Скуки не было. Первая книга воспоминаний
Шрифт:
Но все это были, конечно, пустяки в сравнении с главной радостью: первый в моей жизни рассказ был напечатан, и — мало того! — он нравился.
Он понравился даже одному детгизовскому редактору, который сам позвонил мне и сказал, что если я напишу еще несколько рассказов «такого уровня», из них легко составится книжка, которую они с удовольствием издадут. Он даже предложил сразу же заключить со мной договор.

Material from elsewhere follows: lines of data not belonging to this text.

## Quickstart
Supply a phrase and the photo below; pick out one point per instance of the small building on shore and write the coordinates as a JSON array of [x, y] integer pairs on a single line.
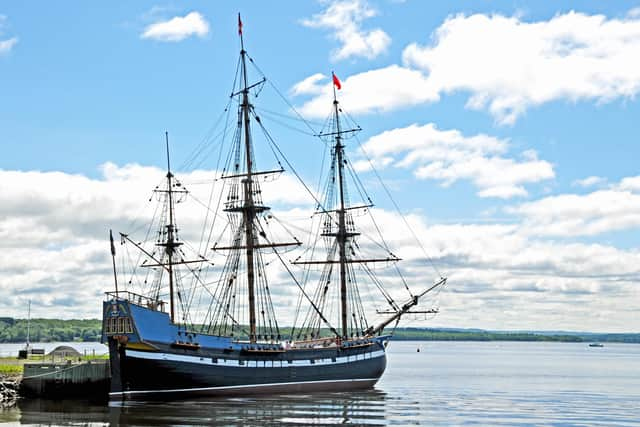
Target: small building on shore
[[64, 351]]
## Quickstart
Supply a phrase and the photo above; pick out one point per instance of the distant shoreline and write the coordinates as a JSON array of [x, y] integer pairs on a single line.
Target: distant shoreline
[[89, 330]]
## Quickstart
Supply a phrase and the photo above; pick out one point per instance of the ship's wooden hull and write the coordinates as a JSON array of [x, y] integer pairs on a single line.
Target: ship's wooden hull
[[164, 374]]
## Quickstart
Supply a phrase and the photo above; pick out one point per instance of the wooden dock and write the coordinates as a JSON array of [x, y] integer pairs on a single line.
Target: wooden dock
[[53, 380]]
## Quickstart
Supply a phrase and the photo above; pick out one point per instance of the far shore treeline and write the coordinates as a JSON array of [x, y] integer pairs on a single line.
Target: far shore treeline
[[55, 330]]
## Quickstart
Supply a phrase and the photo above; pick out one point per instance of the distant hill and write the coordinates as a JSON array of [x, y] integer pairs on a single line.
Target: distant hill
[[49, 330], [451, 334]]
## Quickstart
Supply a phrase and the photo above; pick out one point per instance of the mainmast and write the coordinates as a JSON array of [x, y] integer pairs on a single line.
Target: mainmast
[[249, 211], [171, 244], [342, 231]]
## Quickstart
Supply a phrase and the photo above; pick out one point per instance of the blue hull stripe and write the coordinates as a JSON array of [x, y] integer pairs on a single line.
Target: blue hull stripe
[[234, 363], [240, 387]]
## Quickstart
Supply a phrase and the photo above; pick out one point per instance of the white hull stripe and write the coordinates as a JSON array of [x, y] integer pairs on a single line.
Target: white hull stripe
[[251, 363], [239, 387]]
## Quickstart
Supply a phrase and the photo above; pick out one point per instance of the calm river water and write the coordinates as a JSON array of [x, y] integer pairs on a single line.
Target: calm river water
[[445, 384]]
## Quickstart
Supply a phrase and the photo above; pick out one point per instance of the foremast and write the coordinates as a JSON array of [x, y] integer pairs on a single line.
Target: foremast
[[249, 211], [342, 234]]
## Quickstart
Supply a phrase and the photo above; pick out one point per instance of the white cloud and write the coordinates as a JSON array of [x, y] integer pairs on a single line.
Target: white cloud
[[7, 45], [54, 229], [345, 18], [631, 183], [508, 65], [449, 156], [384, 89], [589, 181], [570, 215], [177, 28]]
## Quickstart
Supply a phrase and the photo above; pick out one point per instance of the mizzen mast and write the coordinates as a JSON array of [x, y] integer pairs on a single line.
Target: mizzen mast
[[171, 243], [342, 234]]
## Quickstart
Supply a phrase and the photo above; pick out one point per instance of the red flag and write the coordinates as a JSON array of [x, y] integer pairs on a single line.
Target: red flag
[[336, 82]]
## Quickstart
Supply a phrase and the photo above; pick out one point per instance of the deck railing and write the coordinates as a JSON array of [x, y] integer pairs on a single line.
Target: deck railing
[[137, 299]]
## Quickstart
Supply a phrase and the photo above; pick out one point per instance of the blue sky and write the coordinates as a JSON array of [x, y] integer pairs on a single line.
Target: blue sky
[[509, 129]]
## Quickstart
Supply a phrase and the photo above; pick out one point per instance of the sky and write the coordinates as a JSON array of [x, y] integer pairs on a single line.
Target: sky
[[506, 131]]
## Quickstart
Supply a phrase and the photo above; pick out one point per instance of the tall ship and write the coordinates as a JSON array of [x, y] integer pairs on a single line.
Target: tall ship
[[205, 319]]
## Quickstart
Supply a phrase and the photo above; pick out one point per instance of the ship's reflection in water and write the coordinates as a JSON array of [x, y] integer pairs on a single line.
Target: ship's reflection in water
[[361, 408]]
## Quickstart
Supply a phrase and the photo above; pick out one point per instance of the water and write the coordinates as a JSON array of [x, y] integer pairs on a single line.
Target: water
[[446, 383]]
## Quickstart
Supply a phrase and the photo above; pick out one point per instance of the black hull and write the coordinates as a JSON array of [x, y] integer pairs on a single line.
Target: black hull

Договор заключать я не стал, потому что не знал, напишу ли когда-нибудь не только несколько, а еще хоть один такой рассказ. Ведь это же зависело не от моего
Так прошло, наверное, полгода. А может, год. И вдруг — опять накатило.
Теперь я уже с самого начала знал, что пишу не что-нибудь, а именно рассказ. И даже что-то такое там «неясно различал» в его туманной дали. Но, как и в первый раз, не было у меня ни плана, ни даже более или менее внятного замысла. Закончив ежедневную порцию — какие-то сидящие внутри меня часы вдруг говорили мне, что на сегодня хватит, — я очень смутно представлял себе, куда меня поведет завтра.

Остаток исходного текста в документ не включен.